Otherwise, for the GroupNonUniformArithmetic scan and reduction instructions, valid types for Value are:

  • Scalars of supported types:

  • OpTypeInt (equivalent to char, uchar, short, ushort, int, uint, long, and ulong)

  • OpTypeFloat (equivalent to half, float, and double)

For the GroupNonUniformArithmetic scan and reduction instructions, the optional ClusterSize operand must not be present.

Shuffles

The following capabilities must be supported:

  • GroupNonUniformShuffle

For instructions requiring these capabilities, Scope for Execution may be:

  • Subgroup

For the instructions OpGroupNonUniformShuffle and OpGroupNonUniformShuffleXor requiring these capabilities, valid types for Value are:

  • Scalars of supported types:

  • OpTypeInt (equivalent to char, uchar, short, ushort, int, uint, long, and ulong)

  • OpTypeFloat (equivalent to half, float, and double)

Relative Shuffles

The following capabilities must be supported:

  • GroupNonUniformShuffleRelative

For instructions requiring these capabilities, Scope for Execution may be:

  • Subgroup

For the GroupNonUniformShuffleRelative instructions, valid types for Value are:

  • Scalars of supported types:

  • OpTypeInt (equivalent to char, uchar, short, ushort, int, uint, long, and ulong)

  • OpTypeFloat (equivalent to half, float, and double)

Clustered Reductions

The following capabilities must be supported:

  • GroupNonUniformClustered

For instructions requiring these capabilities, Scope for Execution may be:

  • Subgroup

When the GroupNonUniformClustered capability is declared, the GroupNonUniformArithmetic scan and reduction instructions may include the optional ClusterSize operand.

Linkonce ODR

‘oneAPI’ Level-Zero API environments supporting the extension ZE_extension_linkonce_odr must must accept SPIR-V modules that declare use of the SPV_KHR_linkonce_odr extension via OpExtension.
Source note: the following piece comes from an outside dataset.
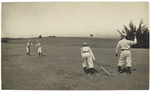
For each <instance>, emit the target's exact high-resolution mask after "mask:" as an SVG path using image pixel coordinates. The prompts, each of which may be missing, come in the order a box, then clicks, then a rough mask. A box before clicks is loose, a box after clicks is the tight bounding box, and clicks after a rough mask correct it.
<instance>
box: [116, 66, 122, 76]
mask: <svg viewBox="0 0 150 91" xmlns="http://www.w3.org/2000/svg"><path fill="white" fill-rule="evenodd" d="M120 73H121V66H118V72H117V74H118V75H119V74H120Z"/></svg>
When use of the SPV_KHR_linkonce_odr extension is declared in the module via OpExtension, the environment must accept modules that include the LinkOnceODR linkage type.

Bfloat16 Conversions

‘oneAPI’ Level-Zero API environments supporting the extension ZE_extension_bfloat16_conversions must must accept SPIR-V modules that declare use of the SPV_INTEL_bloat16_conversion extension via OpExtension.

When use of the SPV_INTEL_bloat16_conversion extension is declared in the module via OpExtension, the environment must accept modules that declare the Bfloat16ConversionINTEL capability.

For the instructions OpConvertFToBF16INTEL and OpConvertBF16ToFINTEL added by the extension:

  • Valid types for Result Type, Float Value, and Bfloat16 Value are Scalars and OpTypeVectors with 2, 3, 4, 8, or 16 Component Count components

Numerical Compliance

The ‘oneAPI’ Level-Zero environment will meet or exceed the numerical compliance requirements defined in the OpenCL SPIR-V Environment Specification. See: Numerical Compliance.

Image Addressing and Filtering

The ‘oneAPI’ Level-Zero environment image addressing and filtering behavior is compatible with the behavior defined in the OpenCL SPIR-V Environment Specification. See: Image Addressing and Filtering.